Let’s consider what it really must have looked like. On the Earth there was Adam and Eve and Cain and Abel. There were certainly not millions of human beings – or even hundreds of them. There were very very very few humans. And the humans who were on the Earth were busy getting things done. Some farmed and some herded animals. And each offered sacrifices to God.
And in the story, we are told that while Abel’s sacrifice was considered worthy by God, Cain’s was not. We are not told why. Perhaps he did not give enough? Perhaps he did not give with a loving heart? Perhaps he was distracted during his sacrifice? Whatever the reason, Cain’s offering did not please God.
And when Cain realised that he had not pleased God, his response was to attack his brother and kill him. He did not look within himself and try to determine what he had possibly done to cause this problem. He did not look at what he had done and wonder if perhaps God Himself had a point in all of this. Instead, he looked at his brother in anger and jealousy and decided that enough was enough and his brother must die…
“In the course of time Cain brought some of the fruits of the soil as an offering to the Lord. And Abel also brought an offering – fat portions from some of the firstborn of his flock. The Lord looked with favour on Abel and his offering, but on Cain and his offering he did not look with favour. So Cain was very angry, and his face was downcast. Then the Lord said to Cain, ‘Why are you angry? Why is your face downcast? If you do what is right, will you not be accepted? But if you do not do what is right, sin is crouching at your door; it desires to have you, but you must rule over it.’ Now Cain said to his brother Abel, ‘Let’s go out to the field.’ While they were in the field, Cain attacked his brother Abel and killed him. Then the Lord said to Cain, ‘Where is your brother Abel?’ ‘I don’t know,’ he replied. ‘Am I my brother’s keeper?’” (Genesis 4:3-9).
Later, when God came to Cain to ask about his brother, Cain – who surely knew that God is perfect and infallible and knows all things – decided to lie to God (as though God would never find out).
And I have been reflecting on this, because Cain started with a small thing – a little failing in relation to his offering to God. And that small thing became a bigger thing – anger at his brother. And that bigger thing became even bigger – the murder of his brother Abel. And that bigger thing became huge – lying to God. That jealousy, anger, hatred, revenge – it all started so small and grew so big.
And I have been thinking about what that means for us. Because if we do not dominate the little things then we have no chance at all of dominating the big ones.
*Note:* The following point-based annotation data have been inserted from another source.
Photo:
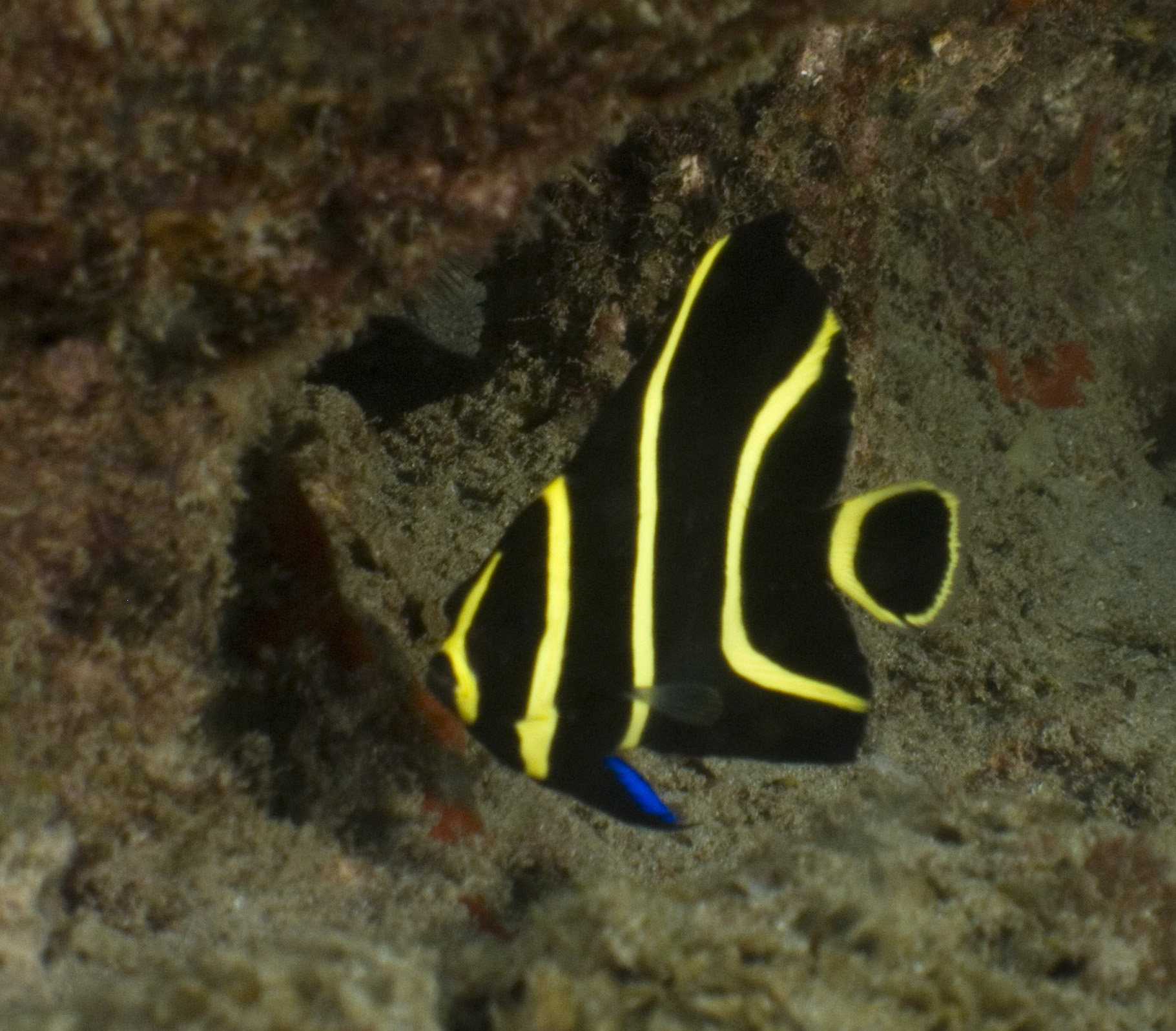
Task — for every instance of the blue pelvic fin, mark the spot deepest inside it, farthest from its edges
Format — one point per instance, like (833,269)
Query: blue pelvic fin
(657,813)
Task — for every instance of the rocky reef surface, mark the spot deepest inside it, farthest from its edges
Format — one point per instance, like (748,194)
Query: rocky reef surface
(302,303)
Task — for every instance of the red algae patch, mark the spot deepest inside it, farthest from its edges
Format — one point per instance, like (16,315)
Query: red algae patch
(1046,382)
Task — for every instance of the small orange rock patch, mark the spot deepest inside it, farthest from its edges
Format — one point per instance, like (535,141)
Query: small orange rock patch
(1049,382)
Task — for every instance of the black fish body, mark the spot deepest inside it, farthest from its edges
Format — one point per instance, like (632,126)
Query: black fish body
(676,588)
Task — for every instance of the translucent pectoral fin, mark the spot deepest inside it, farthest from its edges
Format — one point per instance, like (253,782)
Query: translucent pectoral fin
(694,703)
(894,551)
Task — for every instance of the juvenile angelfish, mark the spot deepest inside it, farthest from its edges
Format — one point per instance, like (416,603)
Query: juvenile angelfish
(677,587)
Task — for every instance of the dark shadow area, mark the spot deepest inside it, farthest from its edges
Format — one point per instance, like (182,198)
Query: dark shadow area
(394,367)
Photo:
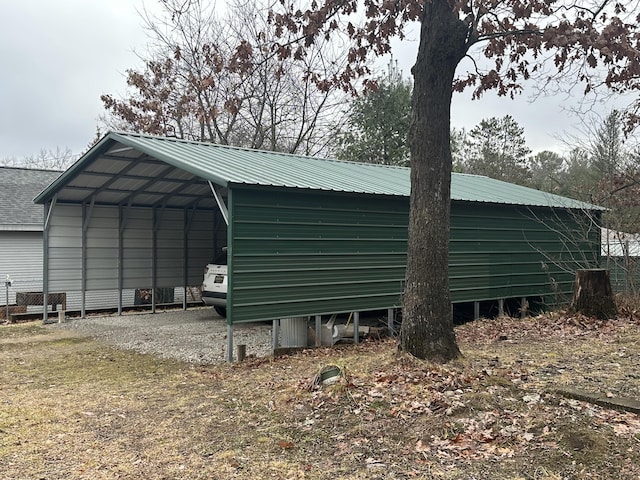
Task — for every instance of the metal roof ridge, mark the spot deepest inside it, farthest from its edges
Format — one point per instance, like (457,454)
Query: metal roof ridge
(252,150)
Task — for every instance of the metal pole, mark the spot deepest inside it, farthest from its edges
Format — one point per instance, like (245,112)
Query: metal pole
(356,327)
(6,286)
(229,342)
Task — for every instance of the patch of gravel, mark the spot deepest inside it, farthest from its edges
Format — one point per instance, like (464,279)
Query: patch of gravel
(197,335)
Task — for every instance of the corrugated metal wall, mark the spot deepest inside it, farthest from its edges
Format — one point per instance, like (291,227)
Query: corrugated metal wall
(102,249)
(65,248)
(21,259)
(303,252)
(505,251)
(307,253)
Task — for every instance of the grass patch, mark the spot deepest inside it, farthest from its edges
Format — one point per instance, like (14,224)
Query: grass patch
(73,408)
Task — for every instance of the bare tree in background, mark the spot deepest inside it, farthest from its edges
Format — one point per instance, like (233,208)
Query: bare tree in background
(46,159)
(591,44)
(216,78)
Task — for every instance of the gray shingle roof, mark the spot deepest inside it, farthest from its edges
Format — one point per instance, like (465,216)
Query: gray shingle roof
(18,186)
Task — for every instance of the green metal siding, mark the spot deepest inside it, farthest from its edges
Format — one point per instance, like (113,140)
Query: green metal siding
(305,253)
(298,253)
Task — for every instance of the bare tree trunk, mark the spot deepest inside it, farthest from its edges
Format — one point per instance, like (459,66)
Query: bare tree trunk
(592,294)
(427,324)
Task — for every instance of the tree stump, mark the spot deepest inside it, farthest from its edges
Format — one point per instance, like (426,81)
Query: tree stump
(592,294)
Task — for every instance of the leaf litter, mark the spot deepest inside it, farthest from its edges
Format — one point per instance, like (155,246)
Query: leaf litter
(74,408)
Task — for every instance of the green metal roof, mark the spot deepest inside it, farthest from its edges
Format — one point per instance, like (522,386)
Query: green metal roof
(223,165)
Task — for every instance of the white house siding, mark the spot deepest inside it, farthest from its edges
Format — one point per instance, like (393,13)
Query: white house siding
(21,259)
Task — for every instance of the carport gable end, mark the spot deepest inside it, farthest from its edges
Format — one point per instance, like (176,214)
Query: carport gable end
(306,236)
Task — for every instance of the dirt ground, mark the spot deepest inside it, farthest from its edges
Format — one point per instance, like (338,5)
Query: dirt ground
(76,408)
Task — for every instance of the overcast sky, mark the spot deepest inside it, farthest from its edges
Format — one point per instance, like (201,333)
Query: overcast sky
(58,57)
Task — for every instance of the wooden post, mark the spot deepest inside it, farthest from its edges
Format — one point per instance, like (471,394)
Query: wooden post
(592,294)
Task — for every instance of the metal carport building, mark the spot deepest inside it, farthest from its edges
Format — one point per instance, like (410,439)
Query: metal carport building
(305,236)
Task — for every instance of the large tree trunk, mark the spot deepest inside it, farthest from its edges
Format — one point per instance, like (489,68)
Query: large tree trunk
(592,294)
(427,324)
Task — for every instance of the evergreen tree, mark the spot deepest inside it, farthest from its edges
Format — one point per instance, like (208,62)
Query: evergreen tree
(377,125)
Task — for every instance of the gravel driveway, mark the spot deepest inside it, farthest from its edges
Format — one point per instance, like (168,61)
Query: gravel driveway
(197,335)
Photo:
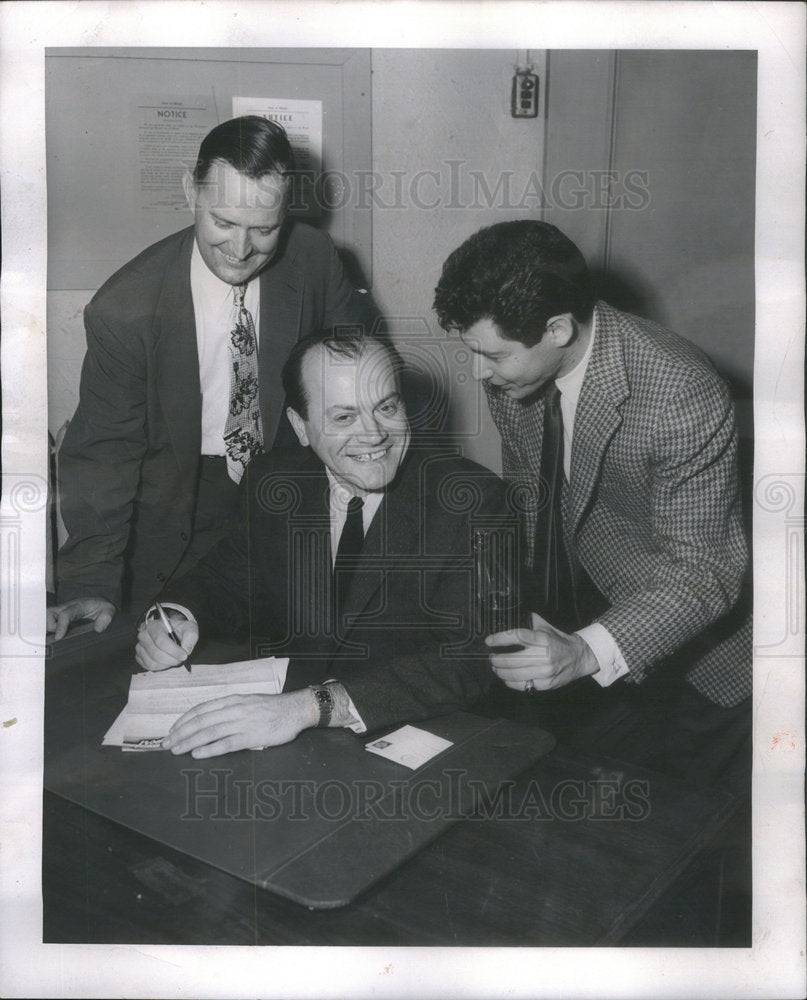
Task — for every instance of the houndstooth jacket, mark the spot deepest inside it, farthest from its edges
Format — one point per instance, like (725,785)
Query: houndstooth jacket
(652,509)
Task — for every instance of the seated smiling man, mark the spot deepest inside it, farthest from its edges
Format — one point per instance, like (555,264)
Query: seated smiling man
(354,560)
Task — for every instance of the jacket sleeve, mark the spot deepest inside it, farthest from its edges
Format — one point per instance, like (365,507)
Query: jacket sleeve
(691,572)
(99,462)
(344,303)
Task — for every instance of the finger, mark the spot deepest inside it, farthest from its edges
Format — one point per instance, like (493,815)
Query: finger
(508,638)
(221,733)
(161,648)
(63,620)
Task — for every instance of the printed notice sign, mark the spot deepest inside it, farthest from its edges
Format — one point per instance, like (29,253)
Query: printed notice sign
(302,121)
(168,131)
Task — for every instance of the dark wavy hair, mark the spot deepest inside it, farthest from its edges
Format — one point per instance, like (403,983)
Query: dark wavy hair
(340,341)
(518,274)
(251,144)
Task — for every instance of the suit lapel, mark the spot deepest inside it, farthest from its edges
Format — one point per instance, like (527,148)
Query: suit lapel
(605,388)
(176,361)
(281,306)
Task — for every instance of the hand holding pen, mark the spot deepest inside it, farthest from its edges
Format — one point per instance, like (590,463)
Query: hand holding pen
(162,644)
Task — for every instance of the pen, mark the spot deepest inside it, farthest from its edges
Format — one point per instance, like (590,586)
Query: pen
(171,633)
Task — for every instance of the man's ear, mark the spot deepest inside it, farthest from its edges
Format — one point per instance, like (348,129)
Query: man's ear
(561,329)
(189,187)
(298,426)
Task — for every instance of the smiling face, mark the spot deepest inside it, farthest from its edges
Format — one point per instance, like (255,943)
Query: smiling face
(355,422)
(237,220)
(514,368)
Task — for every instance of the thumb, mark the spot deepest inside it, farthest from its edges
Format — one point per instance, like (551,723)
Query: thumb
(189,637)
(103,620)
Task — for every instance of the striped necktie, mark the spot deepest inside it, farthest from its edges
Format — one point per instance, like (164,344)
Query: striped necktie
(243,431)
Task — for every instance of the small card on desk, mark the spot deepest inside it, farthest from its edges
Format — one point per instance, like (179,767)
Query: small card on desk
(409,746)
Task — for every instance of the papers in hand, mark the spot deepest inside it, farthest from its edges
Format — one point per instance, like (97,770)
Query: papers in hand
(158,699)
(409,746)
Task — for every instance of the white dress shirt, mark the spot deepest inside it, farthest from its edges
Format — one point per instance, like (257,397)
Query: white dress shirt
(213,305)
(599,639)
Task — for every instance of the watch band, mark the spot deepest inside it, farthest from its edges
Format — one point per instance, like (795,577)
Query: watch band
(324,699)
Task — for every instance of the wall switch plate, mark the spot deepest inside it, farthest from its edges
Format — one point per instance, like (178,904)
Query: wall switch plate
(524,95)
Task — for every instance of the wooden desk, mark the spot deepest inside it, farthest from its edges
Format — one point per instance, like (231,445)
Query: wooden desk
(589,851)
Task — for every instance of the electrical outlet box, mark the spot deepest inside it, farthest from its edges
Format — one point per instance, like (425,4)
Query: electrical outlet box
(524,96)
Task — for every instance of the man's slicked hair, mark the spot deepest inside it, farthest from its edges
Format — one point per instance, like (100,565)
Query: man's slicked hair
(252,145)
(349,342)
(518,274)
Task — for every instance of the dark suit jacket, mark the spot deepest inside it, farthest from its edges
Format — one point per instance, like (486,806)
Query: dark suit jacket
(407,647)
(129,461)
(652,510)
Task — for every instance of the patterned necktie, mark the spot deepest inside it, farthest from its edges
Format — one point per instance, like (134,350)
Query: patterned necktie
(350,544)
(243,432)
(551,562)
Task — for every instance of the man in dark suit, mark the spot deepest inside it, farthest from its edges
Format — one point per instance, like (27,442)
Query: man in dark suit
(627,437)
(181,381)
(388,618)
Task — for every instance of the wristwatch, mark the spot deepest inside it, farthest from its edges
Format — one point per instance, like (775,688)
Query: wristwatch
(324,699)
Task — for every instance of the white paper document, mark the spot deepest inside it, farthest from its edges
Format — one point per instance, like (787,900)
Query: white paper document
(157,699)
(409,746)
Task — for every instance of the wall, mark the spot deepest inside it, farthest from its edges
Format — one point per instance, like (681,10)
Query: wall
(445,111)
(448,158)
(680,247)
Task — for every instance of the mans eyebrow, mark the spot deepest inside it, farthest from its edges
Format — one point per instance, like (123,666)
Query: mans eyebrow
(229,222)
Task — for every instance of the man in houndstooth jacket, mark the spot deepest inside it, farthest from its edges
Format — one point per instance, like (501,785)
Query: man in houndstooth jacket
(650,507)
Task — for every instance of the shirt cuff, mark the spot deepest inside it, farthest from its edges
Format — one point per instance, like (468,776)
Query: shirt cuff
(606,652)
(355,725)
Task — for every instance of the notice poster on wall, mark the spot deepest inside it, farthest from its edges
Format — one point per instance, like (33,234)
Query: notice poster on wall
(167,131)
(302,121)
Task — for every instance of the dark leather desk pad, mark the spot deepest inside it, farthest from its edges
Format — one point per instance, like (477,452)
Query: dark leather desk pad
(317,821)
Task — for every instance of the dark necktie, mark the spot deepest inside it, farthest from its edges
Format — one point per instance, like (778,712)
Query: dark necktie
(350,544)
(553,576)
(243,432)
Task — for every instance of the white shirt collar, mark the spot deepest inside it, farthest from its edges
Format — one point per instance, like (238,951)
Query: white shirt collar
(571,383)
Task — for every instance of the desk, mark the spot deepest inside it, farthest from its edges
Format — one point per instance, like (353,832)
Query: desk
(589,851)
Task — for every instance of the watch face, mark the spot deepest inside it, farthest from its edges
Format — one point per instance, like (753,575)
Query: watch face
(325,703)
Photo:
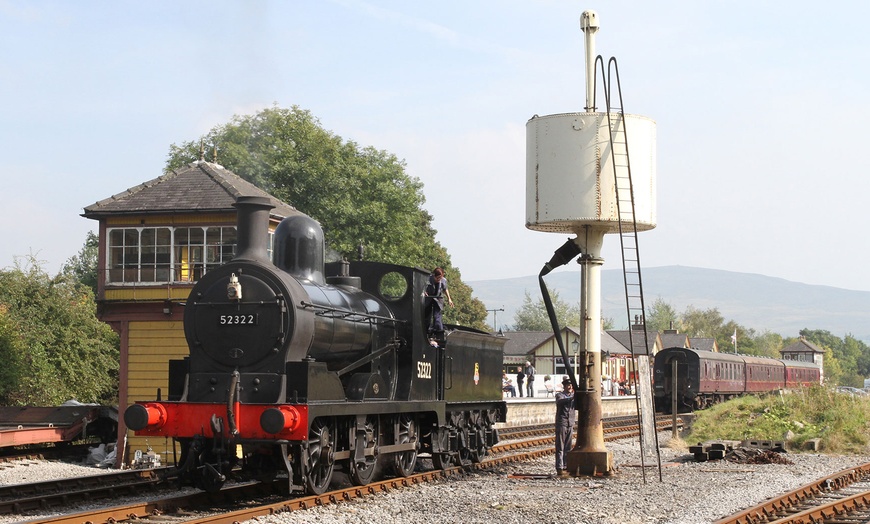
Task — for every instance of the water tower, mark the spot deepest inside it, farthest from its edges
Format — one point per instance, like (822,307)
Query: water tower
(590,174)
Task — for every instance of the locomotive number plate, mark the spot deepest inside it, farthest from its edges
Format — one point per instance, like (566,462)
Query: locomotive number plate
(238,320)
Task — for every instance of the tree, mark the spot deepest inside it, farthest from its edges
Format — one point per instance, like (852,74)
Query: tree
(532,316)
(83,267)
(53,345)
(360,195)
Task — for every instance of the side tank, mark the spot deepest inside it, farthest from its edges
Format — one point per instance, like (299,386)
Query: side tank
(254,317)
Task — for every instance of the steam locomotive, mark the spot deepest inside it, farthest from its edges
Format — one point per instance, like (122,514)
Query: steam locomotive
(299,368)
(688,379)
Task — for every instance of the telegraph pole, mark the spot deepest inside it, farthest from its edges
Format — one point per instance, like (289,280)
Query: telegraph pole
(494,326)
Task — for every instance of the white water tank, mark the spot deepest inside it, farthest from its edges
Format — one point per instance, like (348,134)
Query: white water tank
(570,171)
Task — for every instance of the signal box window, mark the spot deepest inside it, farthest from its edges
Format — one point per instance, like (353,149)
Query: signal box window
(146,255)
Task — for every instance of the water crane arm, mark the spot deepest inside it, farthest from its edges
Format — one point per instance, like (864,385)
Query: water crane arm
(561,256)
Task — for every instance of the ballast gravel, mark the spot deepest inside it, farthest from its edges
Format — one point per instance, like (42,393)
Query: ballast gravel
(527,493)
(689,492)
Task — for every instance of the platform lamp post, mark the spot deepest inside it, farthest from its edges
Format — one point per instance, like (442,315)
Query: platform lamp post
(494,323)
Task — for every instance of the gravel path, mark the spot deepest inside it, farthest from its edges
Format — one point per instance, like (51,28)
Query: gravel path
(690,493)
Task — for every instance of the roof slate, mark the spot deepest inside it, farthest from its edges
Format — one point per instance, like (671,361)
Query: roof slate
(703,343)
(622,337)
(802,346)
(199,187)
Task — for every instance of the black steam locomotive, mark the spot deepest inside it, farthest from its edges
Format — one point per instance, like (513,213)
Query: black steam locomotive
(689,379)
(301,367)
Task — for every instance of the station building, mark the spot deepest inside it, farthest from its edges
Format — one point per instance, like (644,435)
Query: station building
(155,241)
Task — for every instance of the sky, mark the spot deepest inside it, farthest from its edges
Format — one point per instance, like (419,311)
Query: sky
(760,111)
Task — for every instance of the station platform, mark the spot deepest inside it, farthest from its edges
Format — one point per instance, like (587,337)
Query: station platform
(524,411)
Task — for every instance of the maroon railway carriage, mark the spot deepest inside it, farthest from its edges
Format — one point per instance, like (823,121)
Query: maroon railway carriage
(695,379)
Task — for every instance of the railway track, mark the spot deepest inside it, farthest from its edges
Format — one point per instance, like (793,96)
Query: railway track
(223,507)
(841,498)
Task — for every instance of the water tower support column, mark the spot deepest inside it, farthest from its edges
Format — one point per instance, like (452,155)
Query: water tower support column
(590,457)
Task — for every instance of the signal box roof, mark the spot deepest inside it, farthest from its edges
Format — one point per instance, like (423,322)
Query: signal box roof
(199,187)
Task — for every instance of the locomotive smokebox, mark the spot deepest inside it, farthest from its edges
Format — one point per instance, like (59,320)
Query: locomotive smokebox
(253,228)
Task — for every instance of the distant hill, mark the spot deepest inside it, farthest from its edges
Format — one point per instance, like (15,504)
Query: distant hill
(755,301)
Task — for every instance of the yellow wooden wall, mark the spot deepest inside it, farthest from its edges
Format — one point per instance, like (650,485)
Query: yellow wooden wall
(151,346)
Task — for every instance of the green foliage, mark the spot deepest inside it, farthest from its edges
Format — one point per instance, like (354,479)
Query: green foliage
(360,195)
(83,267)
(54,347)
(840,421)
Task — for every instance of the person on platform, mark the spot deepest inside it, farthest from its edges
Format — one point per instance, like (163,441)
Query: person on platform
(529,370)
(565,416)
(521,376)
(507,385)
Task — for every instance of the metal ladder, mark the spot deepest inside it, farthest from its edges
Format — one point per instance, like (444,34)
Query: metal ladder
(634,303)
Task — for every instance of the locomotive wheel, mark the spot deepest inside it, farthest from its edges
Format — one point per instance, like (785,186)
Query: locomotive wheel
(361,473)
(404,462)
(319,459)
(463,458)
(441,461)
(476,425)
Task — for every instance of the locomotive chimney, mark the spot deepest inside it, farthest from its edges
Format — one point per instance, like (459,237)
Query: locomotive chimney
(253,228)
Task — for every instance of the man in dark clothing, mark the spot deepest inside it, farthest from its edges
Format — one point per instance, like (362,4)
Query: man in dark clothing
(529,371)
(436,290)
(520,377)
(565,416)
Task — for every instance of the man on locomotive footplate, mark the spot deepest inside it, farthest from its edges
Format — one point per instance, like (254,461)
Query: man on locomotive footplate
(436,290)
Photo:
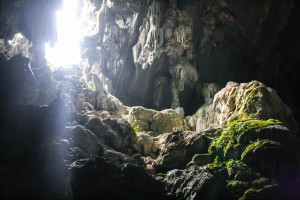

In other words, if I do not control my jealousy in its early stages, then I cannot possibly control my anger and hatred that comes of it and grows…
And it occurs to me today that I have spent a lifetime killing Abel and lying to God about it afterwards, because I have spent a lifetime failing to dominate my sin when it is small.
And for that I am sorry. I am terribly terribly sorry…
For with prayer, I stand on Holy Ground where everything is clear. Here. At the Foot of the Cross.